Когда воды вдруг вынырнуло две белобрысые головы, змеиня вздрогнула. Рука сама собой потянулась к ножу.
— Да не бойся ты. Ничего они нам не сделают, — Купава мягко коснулась её запястья. — Я с ним потолковала…
— Они вообще понимают человеческую речь? — фыркнула Горислава, глядя на двух маленьких русалок подозрительно. Они выглядели лет на пять и были похожи друг на друга, как близнецы.
— Понимают, и говорить умеют. Сестра их научила. Просто не очень хорошо, и тебя они боятся…
— Это кто кого ещё бояться должен! — Горислава закатила глаза. — Они меня чуть не утопили!
— Никто никого. Они будут вести себя хорошо, не будут строить пакости людям и вообще не будут показываться им на глаза, — Купава посмотрела на девочек строго. — Их сестрёнка делала плохие вещи, а потому люди её наказали. Теперь сестрёнка далеко-далеко от них, за рекой Смородиной. И вы никогда с ней не увидитесь, если будете плохо себя вести! — она погрозила девочкам пальцем. Они неуклюже закивали. — Поняли, малые, куда надо плыть? Я вам на куске бересты палочкой нацарапала. Плывите по Ро́се и ищите других русалок. Они вас всему научат! Чего смотрите? Плывите! — Купава взмахнула белым рукавом, и сестрички нырнули под воду, молниеносно скрывшись.
— Надеюсь, доплывут, — вздохнула она. — Маленькими совсем умерли, и такие глупые. Что сестра говорила делать — то и делали, что хорошо, что плохо, не понимают…

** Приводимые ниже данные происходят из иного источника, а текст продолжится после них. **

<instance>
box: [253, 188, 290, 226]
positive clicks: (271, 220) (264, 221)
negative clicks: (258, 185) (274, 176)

— Кто о чём думает, а русалка — о русалках, — проворчала Горислава. — Довольна?
— Наверное, — подумав, ответила Купава. — А ты? Понимаю, ты чуть не умерла — но ведь наверняка тебя называли героиней, хвалили…
— Издеваешься? Называть называли, но… — крестьяне достали её расспросами о бое с упырицей, отстали только на второй день, поняв из односложных невнятных ответов, что Горислава с ними разговаривать не хочет. — Говорю, лучше бы я прошла мимо. Ощущение, как будто дерьма поела, и проблеваться хочется.
Она не стала говорить Купаве, что Тихон был женихом её матери. Сама Горислава хотела об этом забыть как можно скорее.
Хотя, если подумать, ей стоило порадоваться. Она узнала, каким бы мог быть её отчим — и была готова поблагодарить его за то что он выгнал когда-то мать. Он и родных-то дочерей не любил — что говорить о змеине? Вместо этого куска навоза у неё была самая чудесная, самая добрая тётушка Божена, и Велимир, заменивший её отца.
Когда — если — она снова встретится с матерью, то расскажет ей про Тихона. Чтобы Косана поняла, что её бывший жених даже плевка её недостоин.
Может быть, расскажет… А лучше промолчит.
Некоторые вещи надо закопать поглубже и не тревожить.